A propósito de Nomadland - Elisabete Caramelo

 

Muito se escreveu sobre o filme vencedor dos óscares deste ano e, provavelmente, dele ficará apenas a memória do triunfo de uma jovem realizadora chinesa, que veio para a Europa e acabou na América em busca do tão falado sonho de Hollywood.

Enquanto filme, Nomadland pouco acrescenta à história do Cinema e é quase certo que a sua realização não inspirará gerações de cineastas no futuro. No entanto, para mim, o road movie de Chloé Zhao é como que um prenúncio da vida humana na Terra, não só para a working class, mas para todos os que dependem dos seus recursos para sobreviver.

Nós, os seres humanos dos países ditos desenvolvidos, convencemo-nos de que o modelo liberal, de sociedade de consumo (mais ou menos capitalista), chegaria para nos dar tudo o que gostaríamos – casa, carro, trabalho, saúde, reforma, recursos naturais infinitos - enfim, as tão apregoadas “segurança” e “felicidade” da segunda metade do séc.
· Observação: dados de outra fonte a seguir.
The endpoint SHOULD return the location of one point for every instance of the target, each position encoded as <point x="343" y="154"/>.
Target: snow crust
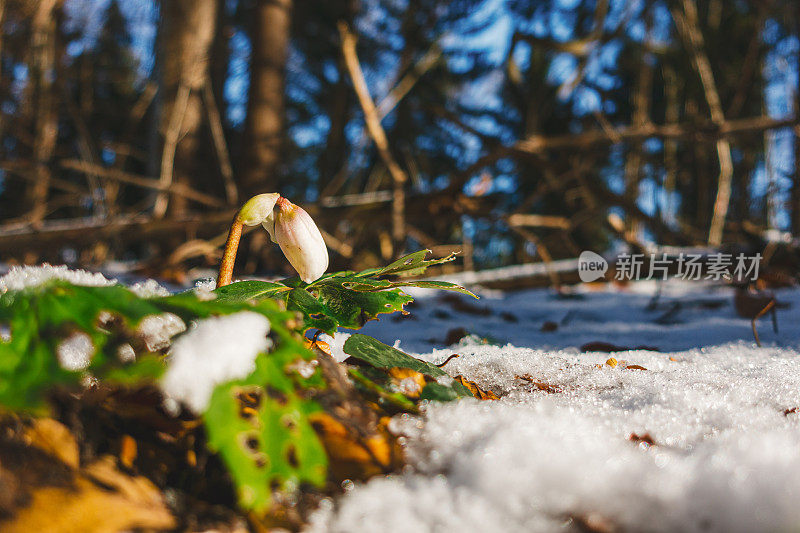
<point x="149" y="288"/>
<point x="21" y="277"/>
<point x="213" y="351"/>
<point x="718" y="408"/>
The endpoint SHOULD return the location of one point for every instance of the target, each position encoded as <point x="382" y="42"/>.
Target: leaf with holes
<point x="260" y="427"/>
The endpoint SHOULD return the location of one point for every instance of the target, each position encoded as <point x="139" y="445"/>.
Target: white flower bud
<point x="299" y="238"/>
<point x="258" y="209"/>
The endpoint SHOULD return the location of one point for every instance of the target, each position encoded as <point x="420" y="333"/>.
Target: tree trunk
<point x="265" y="107"/>
<point x="186" y="36"/>
<point x="43" y="63"/>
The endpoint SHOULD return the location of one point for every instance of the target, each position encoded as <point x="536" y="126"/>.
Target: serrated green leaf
<point x="260" y="427"/>
<point x="250" y="290"/>
<point x="412" y="264"/>
<point x="379" y="355"/>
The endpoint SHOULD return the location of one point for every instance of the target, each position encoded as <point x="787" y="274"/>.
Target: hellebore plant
<point x="289" y="226"/>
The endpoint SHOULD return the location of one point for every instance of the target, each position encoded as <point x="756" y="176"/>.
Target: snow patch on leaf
<point x="214" y="351"/>
<point x="22" y="277"/>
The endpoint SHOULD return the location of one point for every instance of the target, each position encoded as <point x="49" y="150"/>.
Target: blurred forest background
<point x="514" y="131"/>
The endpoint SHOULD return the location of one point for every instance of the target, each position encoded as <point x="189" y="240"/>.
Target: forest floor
<point x="700" y="435"/>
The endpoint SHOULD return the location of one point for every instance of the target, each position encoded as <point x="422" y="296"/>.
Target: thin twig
<point x="221" y="147"/>
<point x="171" y="139"/>
<point x="376" y="131"/>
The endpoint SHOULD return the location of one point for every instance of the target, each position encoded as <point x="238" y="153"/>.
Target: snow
<point x="75" y="352"/>
<point x="213" y="351"/>
<point x="156" y="331"/>
<point x="717" y="406"/>
<point x="149" y="288"/>
<point x="21" y="277"/>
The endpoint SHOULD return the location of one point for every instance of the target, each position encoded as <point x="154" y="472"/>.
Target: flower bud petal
<point x="300" y="240"/>
<point x="258" y="209"/>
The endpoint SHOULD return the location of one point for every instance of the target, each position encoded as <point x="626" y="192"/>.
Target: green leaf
<point x="379" y="355"/>
<point x="343" y="299"/>
<point x="410" y="265"/>
<point x="41" y="318"/>
<point x="249" y="290"/>
<point x="261" y="428"/>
XX e inícios do XXI.  O problema é que, depois da queda do fascismo e do comunismo, assistimos ao progressivo enterro do liberalismo, onde nem precisamos de evocar as imagens de milhares de pessoas em busca de uma nova terra, forçadas a ser nómadas, para que vejamos as desigualdades e a falência do modelo em que acreditámos.

E perante os avanços da tão endeusada inteligência artificial, onde caberão os seres humanos? Onde haverá trabalho para garantir a sobrevivência e a fixação sedentária? Voltaremos a ser nómadas, de novo, em busca da sobrevivência? Despojados do sonho consumista e securitário, voltaremos a ser livres?

No percurso que Fern (a personagem principal interpretada por Frances McDormand) faz na sua van, cruza-se com pessoas que perderam o emprego, a esperança, mas também a segurança e a confiança nas vidas que tinham antes. E há outras que abandonaram tudo por opção, para se sentirem perto da natureza e a viver o despojamento total. E é no meio dos que nada possuem, dos que aceitaram a vulnerabilidade, que Fern encontra pessoas com muito para dar: o que nenhum sistema ou Estado ou desenvolvimento tecnológico poderão alguma vez garantir – o Amor e a empatia pelo Outro. E esta insustentável fragilidade do Ser é, no fundo, o princípio de tudo.